Kapitalmarktausblick 2014.

Hamburg, 13.12.2013 - Kapitalmarktausblick 2014: "Kontrollierte Offensive“.

Weltwirtschaft schaltet einen Gang hoch: Zunehmende konjunkturelle Dynamik
Der internationale Währungsfonds (IWF) erwartet für 2014 eine Wachstumsrate des globalen Bruttoinlandprodukts von 3,6 Prozent. Damit würde die Weltwirtschaft in den Normalmodus der Jahre 1995 bis 2004 zurückkehren. Die stärksten Veränderungen werden die Industrieländer verzeichnen (+2,0 Prozent nach 1,2 Prozent), während den Schwellenländern lediglich eine Steigerung ihrer Wirtschaftsleistung von 4,5 auf 5,1 Prozent zugetraut wird.

Euro-Zone: Rückkehr auf moderaten Wachstumspfad
Eine Richtungsänderung erfolgt in der Euro-Zone. Sie hat im Frühjahr 2013 die Rezession beendet und erwartet im neuen Jahr wieder eine klar positive Wachstumsrate. Das BIP dürfte im Währungsraum um knapp 1,0 Prozent zulegen. Mit Ausnahme von Zypern und Slowenien zeichnen sich in allen Ländern der Euro-Zone zumindest leicht positive Wachstumsraten ab.

Deutschland bleibt Motor des europäischen Wachstums
Die stabile Verfassung des Arbeitsmarktes stärkt den privaten Verbrauch, der mit rund 57 Prozent die bedeutendste Komponente des BIP darstellt. Neben den privaten Konsumausgaben dürfte sich nach Ansicht der Haspa Analysten die Investitionstätigkeit zur zweiten Säule des Wachstums entwickeln. Die Wachstumsrate des BIP wird 2014 nach Einschätzung der Haspa Experten zwischen 1,0 und 1,5 Prozent liegen.

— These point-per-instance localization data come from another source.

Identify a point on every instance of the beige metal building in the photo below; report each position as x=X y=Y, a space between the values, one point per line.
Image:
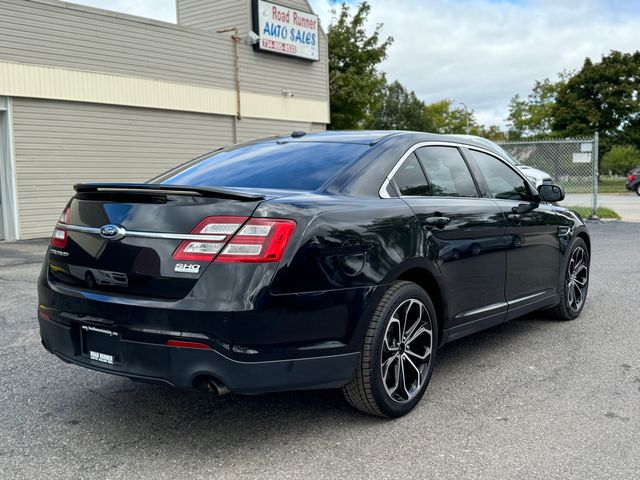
x=92 y=95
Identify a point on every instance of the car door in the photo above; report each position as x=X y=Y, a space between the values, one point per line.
x=533 y=247
x=464 y=234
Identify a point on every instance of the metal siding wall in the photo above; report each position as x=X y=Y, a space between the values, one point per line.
x=59 y=34
x=58 y=144
x=254 y=128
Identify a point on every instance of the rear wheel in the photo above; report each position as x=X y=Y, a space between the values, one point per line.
x=574 y=282
x=398 y=354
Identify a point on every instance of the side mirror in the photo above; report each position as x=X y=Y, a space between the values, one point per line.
x=551 y=193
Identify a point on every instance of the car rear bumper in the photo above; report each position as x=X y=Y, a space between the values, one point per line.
x=183 y=367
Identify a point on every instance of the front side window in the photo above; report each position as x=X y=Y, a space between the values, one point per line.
x=448 y=173
x=410 y=179
x=502 y=181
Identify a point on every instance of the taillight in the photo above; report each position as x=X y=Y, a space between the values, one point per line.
x=60 y=235
x=218 y=229
x=257 y=240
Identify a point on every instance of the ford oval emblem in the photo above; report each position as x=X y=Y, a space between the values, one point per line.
x=112 y=232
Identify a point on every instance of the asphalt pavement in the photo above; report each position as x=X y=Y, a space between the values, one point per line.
x=534 y=398
x=626 y=204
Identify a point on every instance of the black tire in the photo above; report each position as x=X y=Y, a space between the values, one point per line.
x=90 y=280
x=566 y=310
x=367 y=391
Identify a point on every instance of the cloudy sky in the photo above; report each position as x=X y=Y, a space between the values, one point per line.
x=480 y=52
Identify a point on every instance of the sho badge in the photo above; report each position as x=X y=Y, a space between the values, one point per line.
x=187 y=268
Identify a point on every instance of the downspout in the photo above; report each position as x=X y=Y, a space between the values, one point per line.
x=236 y=40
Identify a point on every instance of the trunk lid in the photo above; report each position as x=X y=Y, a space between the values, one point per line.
x=147 y=223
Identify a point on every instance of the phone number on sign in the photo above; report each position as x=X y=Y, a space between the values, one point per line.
x=278 y=46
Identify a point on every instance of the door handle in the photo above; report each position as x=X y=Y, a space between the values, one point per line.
x=438 y=222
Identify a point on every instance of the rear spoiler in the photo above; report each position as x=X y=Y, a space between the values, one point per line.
x=216 y=192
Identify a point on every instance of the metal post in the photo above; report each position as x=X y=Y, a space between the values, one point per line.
x=466 y=114
x=594 y=198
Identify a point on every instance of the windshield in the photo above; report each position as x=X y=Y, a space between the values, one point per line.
x=270 y=165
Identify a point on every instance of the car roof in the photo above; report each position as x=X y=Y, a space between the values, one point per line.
x=363 y=137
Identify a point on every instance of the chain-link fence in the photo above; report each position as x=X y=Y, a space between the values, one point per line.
x=571 y=163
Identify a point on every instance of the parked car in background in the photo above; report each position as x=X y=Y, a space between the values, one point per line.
x=633 y=180
x=337 y=259
x=535 y=176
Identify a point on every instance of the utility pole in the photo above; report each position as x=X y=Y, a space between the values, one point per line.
x=466 y=115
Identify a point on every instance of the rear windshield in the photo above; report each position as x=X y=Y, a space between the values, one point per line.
x=286 y=166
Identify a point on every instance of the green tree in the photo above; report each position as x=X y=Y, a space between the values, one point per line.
x=621 y=159
x=492 y=132
x=602 y=96
x=443 y=117
x=354 y=80
x=533 y=116
x=398 y=109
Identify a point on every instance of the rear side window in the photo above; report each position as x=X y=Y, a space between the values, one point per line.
x=286 y=166
x=502 y=181
x=447 y=171
x=410 y=179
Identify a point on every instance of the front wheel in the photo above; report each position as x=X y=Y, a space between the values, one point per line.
x=574 y=281
x=398 y=354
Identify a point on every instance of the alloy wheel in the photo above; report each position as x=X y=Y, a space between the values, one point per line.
x=577 y=276
x=406 y=351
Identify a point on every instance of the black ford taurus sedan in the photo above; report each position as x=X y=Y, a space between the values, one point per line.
x=331 y=260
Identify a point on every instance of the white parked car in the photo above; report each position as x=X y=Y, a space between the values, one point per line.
x=535 y=176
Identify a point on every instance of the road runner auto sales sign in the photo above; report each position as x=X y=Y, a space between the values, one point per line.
x=285 y=30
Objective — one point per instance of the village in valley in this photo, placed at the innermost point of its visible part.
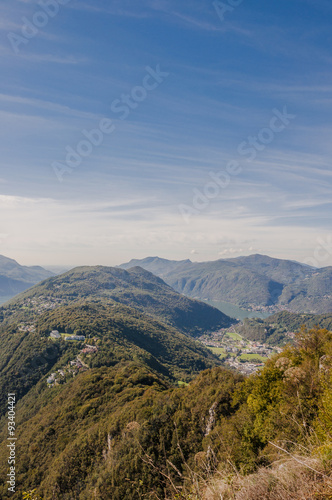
(244, 355)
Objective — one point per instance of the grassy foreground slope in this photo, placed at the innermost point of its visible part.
(123, 432)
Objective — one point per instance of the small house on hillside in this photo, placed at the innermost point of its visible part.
(75, 337)
(55, 334)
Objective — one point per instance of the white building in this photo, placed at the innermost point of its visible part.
(55, 334)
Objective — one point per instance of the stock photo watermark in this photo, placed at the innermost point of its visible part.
(223, 8)
(95, 137)
(31, 27)
(11, 475)
(248, 149)
(322, 252)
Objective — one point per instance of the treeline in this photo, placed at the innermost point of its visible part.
(123, 432)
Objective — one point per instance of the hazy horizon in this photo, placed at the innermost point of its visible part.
(162, 128)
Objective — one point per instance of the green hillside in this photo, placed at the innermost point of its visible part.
(120, 334)
(123, 431)
(15, 278)
(275, 329)
(105, 285)
(252, 281)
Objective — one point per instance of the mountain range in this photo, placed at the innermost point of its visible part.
(15, 278)
(256, 281)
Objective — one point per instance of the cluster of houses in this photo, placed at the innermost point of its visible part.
(56, 335)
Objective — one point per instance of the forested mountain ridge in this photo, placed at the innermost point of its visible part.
(15, 278)
(136, 288)
(123, 431)
(249, 282)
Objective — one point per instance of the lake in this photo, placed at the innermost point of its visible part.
(235, 311)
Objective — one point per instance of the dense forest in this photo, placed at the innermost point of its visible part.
(124, 432)
(116, 401)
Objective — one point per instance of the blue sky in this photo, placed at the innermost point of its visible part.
(134, 194)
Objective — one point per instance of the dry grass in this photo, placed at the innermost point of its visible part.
(291, 479)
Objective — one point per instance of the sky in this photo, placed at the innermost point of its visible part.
(192, 129)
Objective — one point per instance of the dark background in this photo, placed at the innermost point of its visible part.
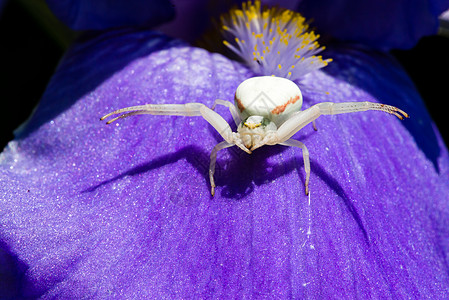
(30, 52)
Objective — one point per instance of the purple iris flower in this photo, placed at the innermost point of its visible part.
(95, 211)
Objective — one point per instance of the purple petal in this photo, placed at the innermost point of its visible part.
(102, 14)
(95, 211)
(379, 24)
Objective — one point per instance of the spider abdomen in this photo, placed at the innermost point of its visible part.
(274, 98)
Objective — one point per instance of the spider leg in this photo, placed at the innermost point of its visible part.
(188, 109)
(232, 109)
(298, 120)
(305, 156)
(213, 159)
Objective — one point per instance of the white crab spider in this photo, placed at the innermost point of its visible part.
(267, 111)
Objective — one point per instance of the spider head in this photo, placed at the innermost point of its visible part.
(255, 131)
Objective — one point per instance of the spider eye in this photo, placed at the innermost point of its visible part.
(253, 122)
(252, 125)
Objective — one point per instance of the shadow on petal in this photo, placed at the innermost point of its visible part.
(12, 270)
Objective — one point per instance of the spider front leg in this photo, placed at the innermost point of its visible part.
(188, 109)
(300, 119)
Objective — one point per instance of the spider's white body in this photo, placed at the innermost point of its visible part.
(267, 111)
(274, 98)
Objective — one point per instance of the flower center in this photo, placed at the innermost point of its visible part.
(272, 41)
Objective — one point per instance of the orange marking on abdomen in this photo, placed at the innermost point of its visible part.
(280, 108)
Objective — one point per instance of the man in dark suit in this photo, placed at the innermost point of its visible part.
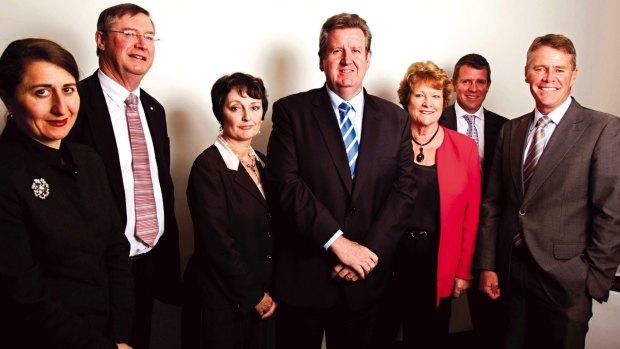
(472, 80)
(338, 210)
(550, 223)
(126, 46)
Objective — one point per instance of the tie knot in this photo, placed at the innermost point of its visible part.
(543, 121)
(344, 108)
(132, 100)
(469, 118)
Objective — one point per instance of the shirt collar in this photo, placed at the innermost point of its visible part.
(115, 91)
(230, 158)
(557, 114)
(460, 111)
(357, 102)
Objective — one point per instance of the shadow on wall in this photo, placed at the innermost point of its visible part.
(280, 80)
(192, 128)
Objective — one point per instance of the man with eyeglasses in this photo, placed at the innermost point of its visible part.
(128, 129)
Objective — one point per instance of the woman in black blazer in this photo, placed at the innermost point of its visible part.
(227, 303)
(64, 265)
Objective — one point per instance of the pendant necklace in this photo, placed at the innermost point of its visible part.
(420, 157)
(250, 164)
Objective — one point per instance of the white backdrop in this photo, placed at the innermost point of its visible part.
(278, 41)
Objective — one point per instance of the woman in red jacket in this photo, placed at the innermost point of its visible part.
(433, 259)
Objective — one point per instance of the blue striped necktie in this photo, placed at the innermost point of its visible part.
(351, 143)
(472, 132)
(537, 145)
(535, 151)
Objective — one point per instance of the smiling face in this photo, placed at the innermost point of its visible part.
(124, 59)
(345, 61)
(471, 88)
(46, 103)
(425, 104)
(551, 75)
(242, 116)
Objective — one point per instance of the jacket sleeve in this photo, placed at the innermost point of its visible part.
(491, 210)
(471, 214)
(603, 249)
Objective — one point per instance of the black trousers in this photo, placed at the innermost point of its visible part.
(488, 332)
(535, 320)
(143, 278)
(303, 328)
(411, 298)
(205, 327)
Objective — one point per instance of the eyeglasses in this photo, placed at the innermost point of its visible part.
(132, 35)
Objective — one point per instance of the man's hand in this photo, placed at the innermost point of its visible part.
(355, 256)
(460, 285)
(344, 273)
(489, 284)
(266, 307)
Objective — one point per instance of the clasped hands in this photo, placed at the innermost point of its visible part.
(356, 261)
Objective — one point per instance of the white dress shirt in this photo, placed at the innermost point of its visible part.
(115, 96)
(356, 115)
(232, 161)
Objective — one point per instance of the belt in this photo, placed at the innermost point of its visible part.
(418, 234)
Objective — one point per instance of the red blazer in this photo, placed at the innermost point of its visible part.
(458, 172)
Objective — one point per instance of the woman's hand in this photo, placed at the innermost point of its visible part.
(266, 307)
(460, 285)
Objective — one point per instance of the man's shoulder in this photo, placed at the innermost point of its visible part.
(89, 85)
(145, 96)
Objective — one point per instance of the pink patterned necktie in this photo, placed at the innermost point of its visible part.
(144, 199)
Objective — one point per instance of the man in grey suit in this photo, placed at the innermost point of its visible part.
(550, 219)
(472, 81)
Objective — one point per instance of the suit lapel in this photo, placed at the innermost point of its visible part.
(103, 137)
(518, 137)
(368, 144)
(571, 127)
(326, 119)
(245, 181)
(448, 118)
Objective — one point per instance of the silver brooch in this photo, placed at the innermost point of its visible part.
(40, 188)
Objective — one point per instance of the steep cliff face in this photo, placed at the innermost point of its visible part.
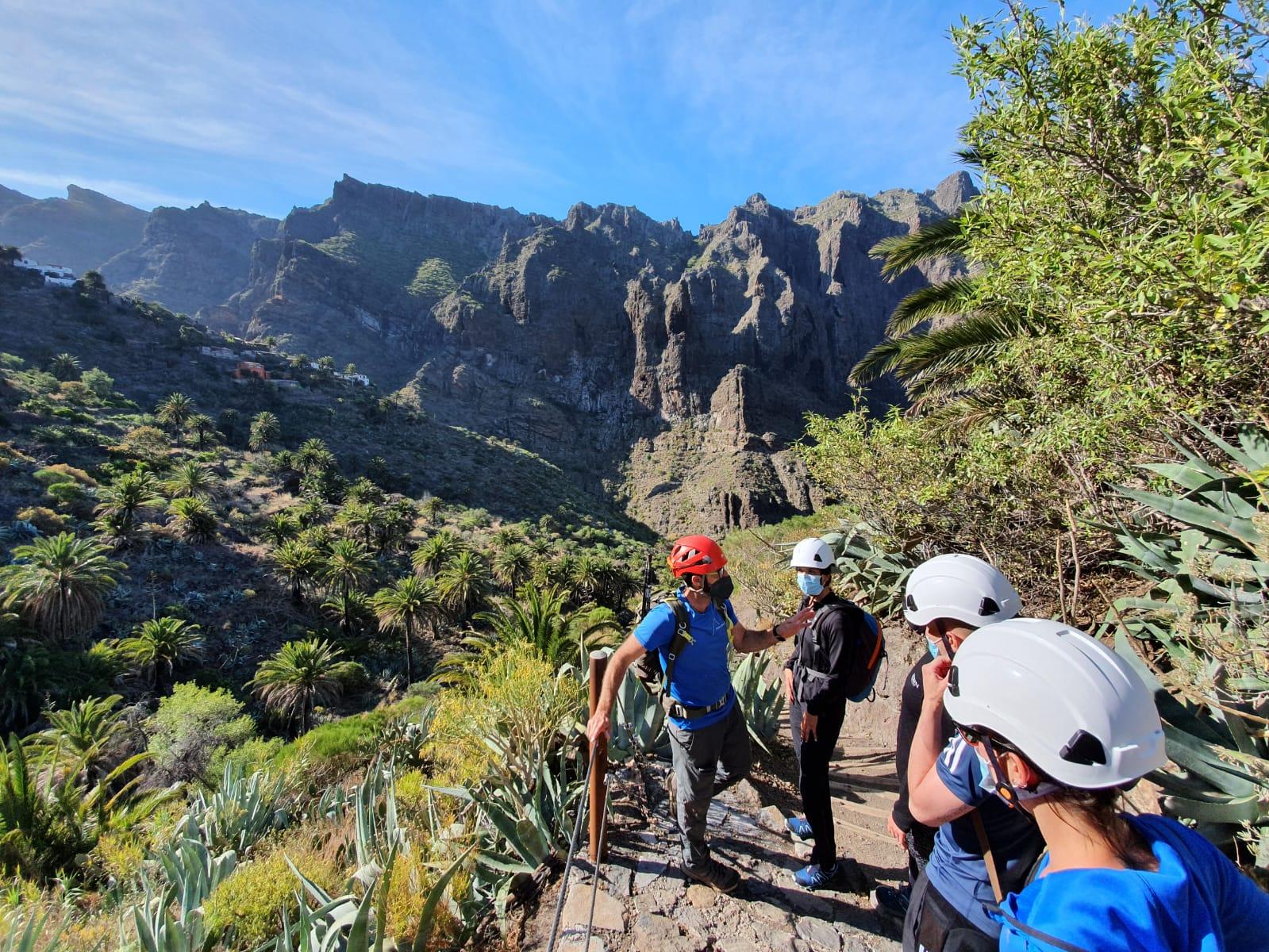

USA: Voraussetzungen für kräftigen Aufschwung liegen vor
Stabile Energiepreise, moderate Löhne, niedrige Zinsen und die begonnene Re- Industrialisierung sollten der Konjunktur auf die Überholspur helfen. Die Zuwachsrate des BIP in 2014 wird nach Ansicht der Haspa Analysten stark davon abhängen, ob es der US-Politik gelingt, einen mehrheitsfähigen Kompromiss im Haushaltsstreit zu erreichen. In diesem Fall könnte das BIP um 2,0 Prozent bis 2,5 Prozent wachsen.

China: Umstrukturierung kostet Wachstum
Die Umstrukturierung der zweitgrößten Volkswirtschaft der Welt durch die neue politische Führung wird nach Einschätzung der Haspa Analysten die chinesische Volkswirtschaft langfristig auf ein solides Fundament stellen. Sie bringt jedoch auch eine Abkehr von den früher üblichen zweistelligen prozentualen Wachstumsraten mit sich. Das BIP dürfte 2014 um 7,5 bis 8,0 Prozent zulegen. In den nächsten Jahren dürften die Zuwachsraten voraussichtlich kaum über die Marke von 7 Prozent hinausgehen.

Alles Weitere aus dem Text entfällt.